Germain avait déjà dû partir là-bas et au-delà. Plus rien ne retenait Mireille. Elle se laissait désormais, enfin confiante, porter par l’amour. Elle fut rapidement de l’autre côté.
Gregory stupéfait observait à ses pied son corps inerte. Il ne savait quoi penser. Cela ne l’intéressait d’ailleurs plus beaucoup de penser. Il sentait. Il sentait pour la première fois. Quelle paix à recevoir ! C’est donc cela l’Amour ! C’est effectivement incroyable !
Le camion des jardiniers remontait l’allée. Le chauffeur pestait : « cette andouille d’Ulysse s’est trompée en indiquant au graveur la devise à graver sur la pierre tombale de Germain Mourot ». Il avait fallu à la hâte en graver une autre en début d’après midi. Tout occupé qu’ils étaient à descendre la nouvelle stèle du Camion, ils ne virent pas le corps recroquevillé en fœtus au pied de l’if.
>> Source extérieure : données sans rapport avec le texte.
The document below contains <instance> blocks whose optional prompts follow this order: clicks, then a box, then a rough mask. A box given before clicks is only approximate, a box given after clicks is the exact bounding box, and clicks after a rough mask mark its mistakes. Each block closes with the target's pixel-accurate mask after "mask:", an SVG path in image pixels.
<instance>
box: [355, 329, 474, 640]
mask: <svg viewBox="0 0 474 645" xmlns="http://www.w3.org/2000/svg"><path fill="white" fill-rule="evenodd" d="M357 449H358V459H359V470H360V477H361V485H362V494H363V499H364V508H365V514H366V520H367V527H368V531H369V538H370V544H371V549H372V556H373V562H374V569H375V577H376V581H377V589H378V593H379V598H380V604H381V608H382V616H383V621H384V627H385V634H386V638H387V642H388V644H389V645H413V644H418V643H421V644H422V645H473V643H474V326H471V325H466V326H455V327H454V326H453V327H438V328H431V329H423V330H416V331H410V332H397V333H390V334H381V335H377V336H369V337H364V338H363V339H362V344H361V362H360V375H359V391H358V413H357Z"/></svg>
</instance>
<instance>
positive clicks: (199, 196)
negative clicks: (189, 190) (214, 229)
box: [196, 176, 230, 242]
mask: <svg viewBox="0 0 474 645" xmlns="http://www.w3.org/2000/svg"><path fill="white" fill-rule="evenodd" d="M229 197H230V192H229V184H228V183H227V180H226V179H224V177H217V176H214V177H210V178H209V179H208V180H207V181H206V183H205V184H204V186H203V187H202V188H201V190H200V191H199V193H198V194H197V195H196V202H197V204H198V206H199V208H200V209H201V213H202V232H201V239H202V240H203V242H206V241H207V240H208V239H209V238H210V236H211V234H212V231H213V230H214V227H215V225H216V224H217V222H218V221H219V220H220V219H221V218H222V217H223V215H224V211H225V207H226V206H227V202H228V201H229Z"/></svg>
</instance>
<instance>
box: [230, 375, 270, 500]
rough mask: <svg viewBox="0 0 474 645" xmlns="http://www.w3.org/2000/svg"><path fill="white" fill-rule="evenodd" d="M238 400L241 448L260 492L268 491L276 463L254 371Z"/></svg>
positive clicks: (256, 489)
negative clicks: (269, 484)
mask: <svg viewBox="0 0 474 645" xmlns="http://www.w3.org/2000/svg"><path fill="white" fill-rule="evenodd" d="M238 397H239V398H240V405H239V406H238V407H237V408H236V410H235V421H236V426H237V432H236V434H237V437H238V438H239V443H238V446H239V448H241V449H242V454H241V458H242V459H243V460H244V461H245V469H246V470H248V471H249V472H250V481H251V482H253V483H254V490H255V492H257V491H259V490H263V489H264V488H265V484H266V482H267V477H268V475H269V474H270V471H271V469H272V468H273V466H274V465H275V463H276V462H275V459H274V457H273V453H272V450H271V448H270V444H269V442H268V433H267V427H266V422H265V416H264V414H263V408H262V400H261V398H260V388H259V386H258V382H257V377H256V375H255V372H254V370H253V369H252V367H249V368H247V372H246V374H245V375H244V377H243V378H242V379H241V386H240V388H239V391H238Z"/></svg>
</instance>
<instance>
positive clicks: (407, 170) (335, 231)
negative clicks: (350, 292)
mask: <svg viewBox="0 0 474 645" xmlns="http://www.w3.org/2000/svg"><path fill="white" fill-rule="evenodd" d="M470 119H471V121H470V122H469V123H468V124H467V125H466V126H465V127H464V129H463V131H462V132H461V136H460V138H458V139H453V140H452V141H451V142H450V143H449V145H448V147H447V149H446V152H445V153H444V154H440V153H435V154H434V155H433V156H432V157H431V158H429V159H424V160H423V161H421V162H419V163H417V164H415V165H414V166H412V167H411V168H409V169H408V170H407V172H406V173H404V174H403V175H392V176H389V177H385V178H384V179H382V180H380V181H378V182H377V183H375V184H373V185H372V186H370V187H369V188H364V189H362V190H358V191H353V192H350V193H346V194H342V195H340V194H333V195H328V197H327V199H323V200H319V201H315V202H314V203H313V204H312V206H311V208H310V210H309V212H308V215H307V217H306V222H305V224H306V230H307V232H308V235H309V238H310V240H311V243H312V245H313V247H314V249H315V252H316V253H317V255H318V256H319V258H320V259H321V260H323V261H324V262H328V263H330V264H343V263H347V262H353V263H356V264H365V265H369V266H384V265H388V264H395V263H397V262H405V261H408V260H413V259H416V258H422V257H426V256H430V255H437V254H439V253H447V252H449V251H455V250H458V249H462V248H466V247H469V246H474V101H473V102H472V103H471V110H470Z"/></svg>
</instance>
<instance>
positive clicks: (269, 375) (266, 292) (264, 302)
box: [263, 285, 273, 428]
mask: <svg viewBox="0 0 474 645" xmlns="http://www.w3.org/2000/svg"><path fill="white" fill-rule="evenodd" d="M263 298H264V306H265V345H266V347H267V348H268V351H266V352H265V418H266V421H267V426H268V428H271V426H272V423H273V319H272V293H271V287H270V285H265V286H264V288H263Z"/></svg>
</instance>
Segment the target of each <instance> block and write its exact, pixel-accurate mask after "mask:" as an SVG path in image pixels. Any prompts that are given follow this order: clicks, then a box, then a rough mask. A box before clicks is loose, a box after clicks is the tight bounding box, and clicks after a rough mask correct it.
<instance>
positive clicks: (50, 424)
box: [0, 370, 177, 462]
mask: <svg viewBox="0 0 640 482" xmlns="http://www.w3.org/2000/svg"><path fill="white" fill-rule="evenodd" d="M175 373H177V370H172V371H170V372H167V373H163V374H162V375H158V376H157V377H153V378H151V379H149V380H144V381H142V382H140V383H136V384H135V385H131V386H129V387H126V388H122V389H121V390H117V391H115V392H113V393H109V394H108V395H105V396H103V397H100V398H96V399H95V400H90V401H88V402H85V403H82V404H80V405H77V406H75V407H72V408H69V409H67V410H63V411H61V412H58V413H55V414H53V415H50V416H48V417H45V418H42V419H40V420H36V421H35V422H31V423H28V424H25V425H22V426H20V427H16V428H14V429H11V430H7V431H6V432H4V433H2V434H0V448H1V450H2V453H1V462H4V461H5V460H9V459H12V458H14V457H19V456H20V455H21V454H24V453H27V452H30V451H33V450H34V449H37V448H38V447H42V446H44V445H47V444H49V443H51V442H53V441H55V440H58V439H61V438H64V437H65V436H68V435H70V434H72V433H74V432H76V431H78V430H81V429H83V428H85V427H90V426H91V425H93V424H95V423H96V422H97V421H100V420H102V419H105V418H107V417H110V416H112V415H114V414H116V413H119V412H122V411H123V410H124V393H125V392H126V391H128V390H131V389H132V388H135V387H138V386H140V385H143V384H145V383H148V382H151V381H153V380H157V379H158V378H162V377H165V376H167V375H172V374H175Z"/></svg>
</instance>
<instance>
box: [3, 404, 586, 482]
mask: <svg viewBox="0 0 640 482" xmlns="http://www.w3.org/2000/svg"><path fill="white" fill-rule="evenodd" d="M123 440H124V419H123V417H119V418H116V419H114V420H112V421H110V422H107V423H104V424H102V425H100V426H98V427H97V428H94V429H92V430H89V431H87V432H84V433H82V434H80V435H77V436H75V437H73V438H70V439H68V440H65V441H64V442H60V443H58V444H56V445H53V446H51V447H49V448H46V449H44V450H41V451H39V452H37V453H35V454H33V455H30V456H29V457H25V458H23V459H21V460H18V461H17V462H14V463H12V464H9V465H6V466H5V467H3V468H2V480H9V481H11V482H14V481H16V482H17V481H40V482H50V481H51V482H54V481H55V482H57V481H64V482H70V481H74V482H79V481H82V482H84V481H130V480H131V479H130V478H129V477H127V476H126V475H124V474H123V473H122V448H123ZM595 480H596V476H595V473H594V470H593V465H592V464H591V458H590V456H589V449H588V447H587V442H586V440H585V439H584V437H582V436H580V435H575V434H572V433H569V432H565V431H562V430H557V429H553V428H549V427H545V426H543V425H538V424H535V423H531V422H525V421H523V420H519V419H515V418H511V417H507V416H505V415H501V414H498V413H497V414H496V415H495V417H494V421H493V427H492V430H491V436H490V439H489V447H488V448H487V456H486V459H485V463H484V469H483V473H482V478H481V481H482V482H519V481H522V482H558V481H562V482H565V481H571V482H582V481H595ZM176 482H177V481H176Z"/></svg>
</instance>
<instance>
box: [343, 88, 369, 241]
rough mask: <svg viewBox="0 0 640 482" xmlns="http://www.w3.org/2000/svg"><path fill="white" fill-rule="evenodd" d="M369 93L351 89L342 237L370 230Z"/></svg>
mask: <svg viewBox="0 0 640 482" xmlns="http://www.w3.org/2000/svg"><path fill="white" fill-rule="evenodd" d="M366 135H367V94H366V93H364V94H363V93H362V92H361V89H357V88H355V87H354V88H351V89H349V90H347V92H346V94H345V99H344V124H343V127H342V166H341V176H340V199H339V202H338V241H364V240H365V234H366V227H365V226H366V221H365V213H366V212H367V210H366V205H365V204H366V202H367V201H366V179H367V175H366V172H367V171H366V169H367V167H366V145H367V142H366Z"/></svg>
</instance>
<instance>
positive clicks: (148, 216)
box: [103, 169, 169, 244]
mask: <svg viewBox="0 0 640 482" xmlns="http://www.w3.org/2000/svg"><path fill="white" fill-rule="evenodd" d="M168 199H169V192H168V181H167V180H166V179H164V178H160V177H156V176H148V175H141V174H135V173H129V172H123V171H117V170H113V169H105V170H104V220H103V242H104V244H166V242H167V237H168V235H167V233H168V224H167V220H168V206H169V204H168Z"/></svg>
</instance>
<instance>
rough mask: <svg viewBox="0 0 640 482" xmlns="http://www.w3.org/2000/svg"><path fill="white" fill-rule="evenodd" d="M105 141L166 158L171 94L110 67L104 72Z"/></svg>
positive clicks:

Un des jardinier claironna « Elle n’est finalement pas si lourde que ça ! ». Grégory, juste au dessus d’eux, les encourageait. Il découvrit alors la nouvelle phrase gravée sur la pierre tombale, portée à bout de bras par les employés du cimetière.
Il ne fut bientôt plus que lecture. Il marqua un temps d’arrêt au milieu de l’épitaphe puis sa lecture reprit toute seule avec une accélération inimaginable. Sa reconnaissance fit exploser son cœur dilaté dans un éclair qui remonta jusqu’aux confins de sa vie. Chaque rencontre, chaque relation palpitait alors d’une vie nouvelle. Même la notion de pardon n’avait plus de raison d’être dans cette pulsation qui renouvelait la surface de la terre.
Ulysse passa son chiffon sur le marbre. Un rayon de soleil illumina l’inscription en lettres d’or: «Heureux les affligés, Ils seront consolés ».